“Há quem procure sobreviver politicamente alimentando polémicas" - PSD de Ílhavo.

A concelhia social democrata de Ílhavo pede coerência a quem teve ou tem responsabilidades políticas e tempo para poder resolver passivos que afetam a vida dos cidadãos.

Posição assumida em comunicado divulgado esta quinta-feira na sequência das diferentes declarações do autarca de freguesia de São Salvador sobre a comunicação da Câmara de Ílhavo na questão da ponte.

A estrutura liderada por José Carapelho lembra que a “política vive da confiança, e a confiança constrói-se com palavra, honra e coerência”.

E que no fundo de todas as ações deve estar o “carácter” como pilar para honrar a palavra dada.

Considera que a polémica que se acentuou com o encerramento da ponte em dezembro de 2025, por questões de segurança, começou antes e esse histórico não pode ser esquecido por quem tem ou teve responsabilidades governativas.

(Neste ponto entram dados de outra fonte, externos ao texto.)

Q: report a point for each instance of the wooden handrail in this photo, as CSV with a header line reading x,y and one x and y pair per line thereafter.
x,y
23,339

“Há quem procure sobreviver politicamente alimentando polémicas sobre assuntos que já estão a ser resolvidos, numa tentativa evidente de permanecer na agenda mediática. Em vez de apresentar soluções, insiste-se em criar ruído. Em vez de contribuir para o futuro, tenta-se prolongar um passado que os munícipes já conhecem bem”.

Num recado dirigido ao movimento independente que foi maioria na Câmara de Ílhavo até 2025 e que é poder na Junta de São Salvador, os Social Democratas pedem que se evite o “ruído”.

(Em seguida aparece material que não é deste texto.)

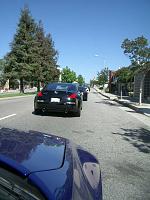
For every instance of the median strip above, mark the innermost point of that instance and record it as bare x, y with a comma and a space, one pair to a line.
7, 116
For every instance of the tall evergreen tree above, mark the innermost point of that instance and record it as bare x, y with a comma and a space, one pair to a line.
19, 60
68, 75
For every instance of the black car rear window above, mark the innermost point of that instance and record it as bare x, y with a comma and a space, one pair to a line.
61, 87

“A verdade é que um movimento político que passou anos sem capacidade para liderar, decidir ou concretizar dificilmente recupera credibilidade apenas através de comunicados ou críticas. Não basta apontar o dedo a quem trabalha, quando durante quatro anos se deixou o concelho numa situação de inércia. Quem herda um organismo que esteve em coma durante tanto tempo sabe que a recuperação não acontece de um dia para o outro. Exige tempo, dedicação, planeamento e muito trabalho”.

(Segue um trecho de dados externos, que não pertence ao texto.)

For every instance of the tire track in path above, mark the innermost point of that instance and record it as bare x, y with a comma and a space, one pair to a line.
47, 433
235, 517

A polémica continua em foco nas redes sociais e alimenta debates sobre a capacidade de liderança dos diferentes autarcas, colocados perante críticas de um eleitorado que de acordo com as cores se torna mais exigente ou mais complacente.

O PSD espera que os cidadãos saibam olhar para o quadro geral.

“Os munícipes devem compreender que reconstruir é sempre mais difícil do que destruir. Corrigir problemas acumulados ao longo de anos não se faz por decreto nem por magia. Faz-se com decisões responsáveis, prioridades bem definidas e persistência. É legítimo exigir resultados, mas também é essencial reconhecer o ponto de partida”.

“Quem hoje trabalha para devolver dinâmica, capacidade de resposta e confiança às instituições merece ser avaliado pelo que faz e não pelo ruído criado por quem, sem honra para assumir responsabilidades pelo passado, procura agora esconder a sua falta de rumo atrás de críticas fáceis. A política deve servir as pessoas e o concelho, não a sobrevivência de projetos políticos esgotados. O futuro constrói-se com trabalho sério, palavra cumprida e responsabilidade, nunca com oportunismo ou tentativas de reescrever a história”.